Le jeune roi féodal, humanisé par le besoin d'argent, ne dédaigna pas de traiter avec les serfs et avec les juifs. La fameuse ordonnance de Louis le Hutin, pour l'affranchissement des serfs de ses domaines, est entièrement conforme à celle de Philippe le Bel pour le Valois, que nous avons citée. «Comme selon le droit de nature chacun doit naistre franc; et par aucuns usages et coustumes, qui de grant ancienneté ont esté entroduites et gardées jusques cy en nostre royaume, et par avanture, pour le meffet de leurs prédécesseurs, moult de personnes de nostre commun pueple, soient encheües en lien de servitudes et de diverses conditions, qui moult nous desplaît: Nous considérants que nostre royaume est dit, et nommé le royaume des Francs, et voullants que la chose en vérité soit accordant au nom, et que la condition des gents amende de nous et la venue de nostre nouvel gouvernement; par délibération de nostre grant conseil avons ordené et ordenons, que generaument, par tout nostre royaume, de tant comme il peut appartenir à nous et à nos successeurs, telles servitudes soient ramenées à franchises, et à tous ceus qui de origine, ou ancienneté, ou de nouvel par mariage, ou par residence de lieus de serve condition, sont encheües, ou pourroient eschoir ou lien de servitudes, franchise soit donnée à bonnes et convenables conditions[179].»

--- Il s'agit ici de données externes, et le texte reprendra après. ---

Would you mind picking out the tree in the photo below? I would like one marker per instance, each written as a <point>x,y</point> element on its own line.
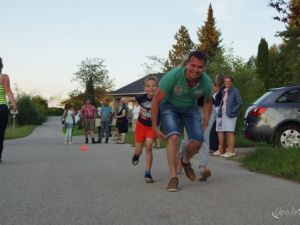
<point>209,36</point>
<point>262,63</point>
<point>289,51</point>
<point>92,73</point>
<point>156,65</point>
<point>183,46</point>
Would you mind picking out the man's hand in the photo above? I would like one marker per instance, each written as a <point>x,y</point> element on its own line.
<point>160,134</point>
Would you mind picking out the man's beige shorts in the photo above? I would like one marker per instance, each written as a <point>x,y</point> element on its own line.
<point>89,124</point>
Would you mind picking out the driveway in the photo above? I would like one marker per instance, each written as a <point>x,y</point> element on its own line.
<point>44,182</point>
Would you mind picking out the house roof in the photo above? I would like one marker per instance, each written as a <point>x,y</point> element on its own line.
<point>134,88</point>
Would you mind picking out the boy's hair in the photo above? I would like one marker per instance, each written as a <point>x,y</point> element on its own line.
<point>229,77</point>
<point>1,64</point>
<point>197,54</point>
<point>219,79</point>
<point>151,77</point>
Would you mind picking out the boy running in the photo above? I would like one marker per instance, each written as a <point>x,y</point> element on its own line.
<point>144,135</point>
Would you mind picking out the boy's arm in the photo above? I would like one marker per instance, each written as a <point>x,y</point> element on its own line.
<point>158,97</point>
<point>207,108</point>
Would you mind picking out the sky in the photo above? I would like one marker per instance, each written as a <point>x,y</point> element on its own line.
<point>43,42</point>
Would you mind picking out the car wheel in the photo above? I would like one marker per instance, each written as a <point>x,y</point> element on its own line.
<point>288,136</point>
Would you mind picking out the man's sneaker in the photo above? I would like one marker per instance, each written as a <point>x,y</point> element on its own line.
<point>204,174</point>
<point>189,172</point>
<point>148,178</point>
<point>173,185</point>
<point>135,159</point>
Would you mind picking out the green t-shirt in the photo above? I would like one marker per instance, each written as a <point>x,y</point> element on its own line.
<point>177,90</point>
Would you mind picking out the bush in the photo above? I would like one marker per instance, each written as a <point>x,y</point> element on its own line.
<point>55,111</point>
<point>31,110</point>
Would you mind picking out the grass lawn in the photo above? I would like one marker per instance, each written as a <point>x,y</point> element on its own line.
<point>275,162</point>
<point>20,131</point>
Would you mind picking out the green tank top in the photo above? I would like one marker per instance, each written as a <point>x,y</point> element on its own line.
<point>2,95</point>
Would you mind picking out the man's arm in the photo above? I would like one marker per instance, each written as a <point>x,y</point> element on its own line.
<point>158,97</point>
<point>207,108</point>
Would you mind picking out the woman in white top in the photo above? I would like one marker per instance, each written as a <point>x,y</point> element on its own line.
<point>69,116</point>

[Note 179: Ord., I, p. 583.]

Il est curieux de voir le fils de Philippe le Bel vanter aux serfs la liberté. Mais c'est peine perdue. Le marchand a beau enfler la voix et grossir le mérite de sa marchandise, les pauvres serfs n'en veulent pas. Ils étaient trop pauvres, trop humbles, trop courbés vers la terre. S'ils avaient enfoui dans cette terre quelque mauvaise pièce de monnaie, ils n'avaient garde de l'en tirer pour acheter un parchemin. En vain le roi se fâche de les voir méconnaître une telle grâce. Il finit par ordonner aux commissaires, chargés de l'affranchissement, d'estimer les biens des serfs qui aimeraient mieux «demeurer en la chetivité de servitude,» et les taxent «si suffisamment et si grandement, comme la condition et richesse des personnes pourront bonnement souffrir et la nécessité de notre guerre le requiert.»

C'est toutefois un grand spectacle de voir prononcer du haut du trône la proclamation du droit imprescriptible de tout homme à la liberté. Les serfs n'achètent pas, mais ils se souviendront et de cette leçon royale, et du dangereux appel qu'elle contient contre les seigneurs[180].

[Note 180: À la fin de son règne si court, Louis semble devenu l'ennemi des barons. Jamais Philippe le Bel ne leur fit réponse plus sèche et, ce semble, plus dérisoire que celle de son fils aux nobles de Champagne (1er décembre 1315). Ils demandaient qu'on leur expliquât ce mot vague de _Cas royaux_, au moyen duquel les juges du roi appelaient à eux toute affaire qu'ils voulaient. Le roi répond: «Nous les avons éclaircis en cette manière. C'est assavoir que la Royal Majesté est entendüe, ès cas qui de droit, ou de ancienne coutume, püent et doient appartenir à souverain Prince et à nul autre.» Ord., I, 606.]

* * * * *

Le règne court et obscur de Philippe le Long n'est guère moins important pour le droit public de la France que celui même de Philippe le Bel.

D'abord son avénement à la couronne tranche une grande question. Louis le Hutin laissant sa femme enceinte, son frère Philippe est régent et curateur au ventre. L'enfant meurt en naissant, Philippe se fait roi au préjudice d'une fille de son frère. La chose semblait d'autant plus surprenante que Philippe le Bel avait soutenu le droit des femmes dans les successions de Franche-Comté et d'Artois. Les barons auraient voulu que les filles fussent exclues des fiefs et qu'elles succédassent à la couronne de France; leur chef, Charles de Valois, favorisait sa petite-nièce contre Philippe son neveu[181].

[Note 181: «N'étant revenu à Paris qu'un mois après la mort de Louis X, il trouva son oncle, le comte de Valois, à la tête d'un parti prêt à lui disputer la régence. La bourgeoisie de Paris prit les armes sous la conduite de Gaucher de Châtillon, et chassa les soldats du comte de Valois, qui s'étaient déjà emparés du Louvre.» Félibien.]